As she has in other positions, Pack has overseen renovations at the large state library building. Renovations were done to remediate water and mold issues, but she also began looking at how the space could better serve patrons following pandemic safety measures.
“Nowadays it has totally changed, you’re looking at social distancing and what fabrics may harbor germs. Our last renovation project was completed in January redoing the front entrance and recarpeting. When we began rearranging furniture, it was on my mine to put it back with social distancing in place,” she said.
Outside of pandemic-related issues, Pack is also excited about new technologies to assist patrons of the Library for the Blind and Physically Handicapped, including new braille e-readers. Alabama is one of seven states selected to pilot the devices, and she’s hopeful it will be we successful and the Library of Congress will start providing the e-readers for those who read braille.

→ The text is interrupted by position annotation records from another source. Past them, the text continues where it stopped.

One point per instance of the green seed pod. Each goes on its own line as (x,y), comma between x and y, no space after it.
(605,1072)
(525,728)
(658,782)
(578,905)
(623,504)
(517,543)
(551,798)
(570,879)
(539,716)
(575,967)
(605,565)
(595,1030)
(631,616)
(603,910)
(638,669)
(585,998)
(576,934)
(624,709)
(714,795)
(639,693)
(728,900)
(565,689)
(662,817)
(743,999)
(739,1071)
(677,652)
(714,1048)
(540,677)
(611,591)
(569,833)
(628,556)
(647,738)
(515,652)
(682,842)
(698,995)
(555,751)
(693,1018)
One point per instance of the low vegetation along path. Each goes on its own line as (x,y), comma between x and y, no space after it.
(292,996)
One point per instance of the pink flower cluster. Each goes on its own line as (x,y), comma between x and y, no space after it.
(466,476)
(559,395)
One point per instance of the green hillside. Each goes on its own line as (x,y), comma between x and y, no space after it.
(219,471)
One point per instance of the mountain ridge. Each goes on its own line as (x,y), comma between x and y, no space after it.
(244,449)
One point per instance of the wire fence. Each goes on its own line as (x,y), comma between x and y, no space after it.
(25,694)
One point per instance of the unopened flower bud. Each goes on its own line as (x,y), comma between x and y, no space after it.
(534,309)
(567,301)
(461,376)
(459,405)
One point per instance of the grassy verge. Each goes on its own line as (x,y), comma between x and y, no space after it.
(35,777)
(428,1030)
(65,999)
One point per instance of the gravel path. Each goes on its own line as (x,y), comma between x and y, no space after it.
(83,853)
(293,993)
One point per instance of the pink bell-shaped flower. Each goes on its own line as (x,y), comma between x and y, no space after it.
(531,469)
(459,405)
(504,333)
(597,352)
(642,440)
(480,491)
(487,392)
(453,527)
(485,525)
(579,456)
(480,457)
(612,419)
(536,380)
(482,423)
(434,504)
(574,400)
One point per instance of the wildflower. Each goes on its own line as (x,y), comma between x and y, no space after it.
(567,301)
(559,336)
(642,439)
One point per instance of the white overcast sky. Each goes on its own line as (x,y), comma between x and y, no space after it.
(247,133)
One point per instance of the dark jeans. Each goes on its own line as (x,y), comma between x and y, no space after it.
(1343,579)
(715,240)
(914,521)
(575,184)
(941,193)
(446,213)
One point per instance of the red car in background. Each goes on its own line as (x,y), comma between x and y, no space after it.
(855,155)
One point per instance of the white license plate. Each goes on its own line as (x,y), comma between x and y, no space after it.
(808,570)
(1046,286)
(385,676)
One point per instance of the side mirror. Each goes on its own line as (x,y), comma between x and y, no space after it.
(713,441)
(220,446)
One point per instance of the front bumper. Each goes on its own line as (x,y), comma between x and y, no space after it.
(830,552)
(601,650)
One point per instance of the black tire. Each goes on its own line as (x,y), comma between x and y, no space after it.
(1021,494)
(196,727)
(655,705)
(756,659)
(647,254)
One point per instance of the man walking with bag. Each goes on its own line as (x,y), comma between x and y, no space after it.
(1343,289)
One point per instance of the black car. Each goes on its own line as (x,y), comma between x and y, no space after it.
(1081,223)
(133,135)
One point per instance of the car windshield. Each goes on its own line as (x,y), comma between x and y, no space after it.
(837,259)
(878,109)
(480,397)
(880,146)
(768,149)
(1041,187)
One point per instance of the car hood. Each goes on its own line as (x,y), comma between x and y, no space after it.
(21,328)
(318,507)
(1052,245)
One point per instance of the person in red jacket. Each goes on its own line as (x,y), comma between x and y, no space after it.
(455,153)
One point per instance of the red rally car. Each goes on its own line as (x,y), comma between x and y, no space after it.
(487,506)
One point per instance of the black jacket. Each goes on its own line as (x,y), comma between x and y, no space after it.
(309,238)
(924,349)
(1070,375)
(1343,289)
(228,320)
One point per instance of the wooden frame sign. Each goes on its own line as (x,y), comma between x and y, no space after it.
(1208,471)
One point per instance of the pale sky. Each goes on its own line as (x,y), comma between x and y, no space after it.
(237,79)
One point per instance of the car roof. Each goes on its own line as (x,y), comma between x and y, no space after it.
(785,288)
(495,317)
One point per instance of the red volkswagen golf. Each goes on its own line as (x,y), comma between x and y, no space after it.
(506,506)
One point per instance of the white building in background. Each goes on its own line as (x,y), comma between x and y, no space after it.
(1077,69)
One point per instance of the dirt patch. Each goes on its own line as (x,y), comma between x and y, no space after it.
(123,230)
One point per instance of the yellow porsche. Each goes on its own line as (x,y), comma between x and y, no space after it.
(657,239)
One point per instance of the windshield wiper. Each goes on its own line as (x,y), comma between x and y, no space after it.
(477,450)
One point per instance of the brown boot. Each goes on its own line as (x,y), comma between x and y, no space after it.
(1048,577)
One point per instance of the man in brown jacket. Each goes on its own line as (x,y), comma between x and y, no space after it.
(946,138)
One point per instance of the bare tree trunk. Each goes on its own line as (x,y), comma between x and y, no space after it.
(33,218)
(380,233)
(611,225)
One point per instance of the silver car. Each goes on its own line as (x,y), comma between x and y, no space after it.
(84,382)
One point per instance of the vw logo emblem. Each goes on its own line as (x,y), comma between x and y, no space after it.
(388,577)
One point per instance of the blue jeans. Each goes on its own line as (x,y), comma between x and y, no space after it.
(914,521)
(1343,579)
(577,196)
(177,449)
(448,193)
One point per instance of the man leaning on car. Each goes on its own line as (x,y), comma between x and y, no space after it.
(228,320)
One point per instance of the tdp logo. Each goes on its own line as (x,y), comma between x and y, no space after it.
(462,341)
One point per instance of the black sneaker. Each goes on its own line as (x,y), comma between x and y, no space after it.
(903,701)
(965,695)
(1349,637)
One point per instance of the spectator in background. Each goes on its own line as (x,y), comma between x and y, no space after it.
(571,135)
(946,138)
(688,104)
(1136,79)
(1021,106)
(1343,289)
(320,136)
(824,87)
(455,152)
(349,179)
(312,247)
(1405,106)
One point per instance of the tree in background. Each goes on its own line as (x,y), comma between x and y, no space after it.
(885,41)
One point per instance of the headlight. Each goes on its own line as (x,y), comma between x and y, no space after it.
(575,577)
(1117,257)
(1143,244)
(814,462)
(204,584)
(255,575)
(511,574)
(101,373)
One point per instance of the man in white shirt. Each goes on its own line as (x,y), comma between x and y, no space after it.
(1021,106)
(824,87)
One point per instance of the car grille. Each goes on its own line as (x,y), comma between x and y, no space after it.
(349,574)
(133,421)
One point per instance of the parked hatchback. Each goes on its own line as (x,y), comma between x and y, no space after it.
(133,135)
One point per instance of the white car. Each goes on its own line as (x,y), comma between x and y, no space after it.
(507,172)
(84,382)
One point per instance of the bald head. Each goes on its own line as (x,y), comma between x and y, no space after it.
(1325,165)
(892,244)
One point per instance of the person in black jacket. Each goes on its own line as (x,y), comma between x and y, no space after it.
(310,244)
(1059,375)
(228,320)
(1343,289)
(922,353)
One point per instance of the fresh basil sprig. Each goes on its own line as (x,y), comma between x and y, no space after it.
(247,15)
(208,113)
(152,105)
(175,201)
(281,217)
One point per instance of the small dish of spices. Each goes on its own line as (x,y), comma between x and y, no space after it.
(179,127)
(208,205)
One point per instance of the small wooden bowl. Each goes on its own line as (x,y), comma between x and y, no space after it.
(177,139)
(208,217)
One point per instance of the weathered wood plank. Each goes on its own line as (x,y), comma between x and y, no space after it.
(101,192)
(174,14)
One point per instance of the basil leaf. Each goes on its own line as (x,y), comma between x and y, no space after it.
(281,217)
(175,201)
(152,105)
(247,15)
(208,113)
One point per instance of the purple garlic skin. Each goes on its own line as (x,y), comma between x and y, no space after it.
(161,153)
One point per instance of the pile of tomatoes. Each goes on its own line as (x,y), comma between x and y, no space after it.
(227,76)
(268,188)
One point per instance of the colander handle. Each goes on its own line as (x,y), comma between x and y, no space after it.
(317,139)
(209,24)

Pack knows she’ll see even more new technologies emerge during her career, and that libraries will always be at the forefront of finding ways to ensure those technologies benefit the most vulnerable, those people who are most in need of additional resources. It’s the reason she went to library school in the first place: to touch people’s lives and to make a difference; and like information itself, her passions and motivations may be packaged in different formats, but the purpose remains the same.
“The highlight of my career are the people I’ve worked with and provided services to,” she said.